My Father’s Work Experiences at Tunnel Glucose
Tunnel Avenue, East Greenwich.
My father, Percy McDougal, was born in 1908 in Siebert Road, Blackheath, the youngest of five children. He left school at the age of 14 and did a variety of jobs including shop work and painting and decorating. In 1932 he married my mother Doris Hughes and at that time he was working as a shop assistant. By 1935 he had joined Tunnel Glucose and gradually worked his way up the ladder until he became works superintendent. This being his position when he left the company in 1954.
During the 1930’s he made several trips to the company’s parent factory in Alost, Belgium. At that time travel was limited to taking the train to Dover and then ferry to Ostend in order to catch another train to Alost. It was during one of these trips to Belgium that he fell out with management due to the toilet facilities available. The rule in the Belgium factory was that all toilets that the workers used were not fitted with doors. It was considered necessary in order for the workers to be seen taking their toilet break. There was much fear amongst local management that workers would use the toilets as an excuse to skip off to have a smoke. Smoking at the place of work was of course not allowed on hygiene grounds. My father objected strongly that he was not prepared to give up his privacy when the call of nature came. Thus, he made a stand for him to use the same toilets as the Senior Management as they had doors which could be closed when in use. I understood from him that my father won the day but totally upset the company’s Belgium managers.
|Tower Julie delivering grain from Amsterdam 1970s|
photo Pat O'Driscoll
The TV was great but the telephone only seemed to ring when my father was needed out of hours to deal with some kind of works emergency. He was forever being contacted to rush back on his bicycle to handle a manufacturing problem which had stopped production. As a process industry the operation was 24 hours per day and 7 days per week. Now we knew why we had a phone. My father was on 24-hour callout.
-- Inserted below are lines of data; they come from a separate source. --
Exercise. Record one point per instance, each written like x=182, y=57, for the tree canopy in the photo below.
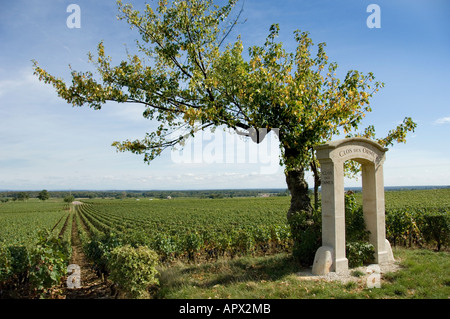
x=191, y=77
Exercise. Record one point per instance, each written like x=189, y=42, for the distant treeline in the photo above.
x=227, y=193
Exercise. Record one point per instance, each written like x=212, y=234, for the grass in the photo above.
x=425, y=274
One specific incident I can recall is when he was called out one night to deal with a major problem with a tanker that had crashed in Blackwall Tunnel. This was before the additional tunnel we have today. Therefore, there was just one access through the old Victorian tunnel under the Thames.This was the only major road artery connecting north and south London. It was a long way upstream to Tower Bridge and the Woolwich Ferry was very limited and time consuming. The Tunnel Glucose tanker in question had crashed in the tunnel and spilled its entire load across the road. Blackwall Tunnel was completely blocked and the sticky mess would take hours to clean up and let the traffic flow as normal. My father spent all night and most of the next day on the emergency which was so serious that it made the newspapers. There were no TV crews then as there are today but if there were Percy may well have been interviewed and asked to explain what was being done to resolve this massive disruption to road communications.
Amongst my fondest memories was the times my father used to bring us home ‘sweets’. Sweets were still on ration so in very short supply. The ‘sweets’ that he brought for my younger brother and I were not bought in shops. They were yummy slabs of solid glucose which had been produced in the company’s laboratory as part of pre-production testing. They were very hard, crunchy and probably didn’t do our teeth much good but to two young boys they were heavenly gifts of luxury.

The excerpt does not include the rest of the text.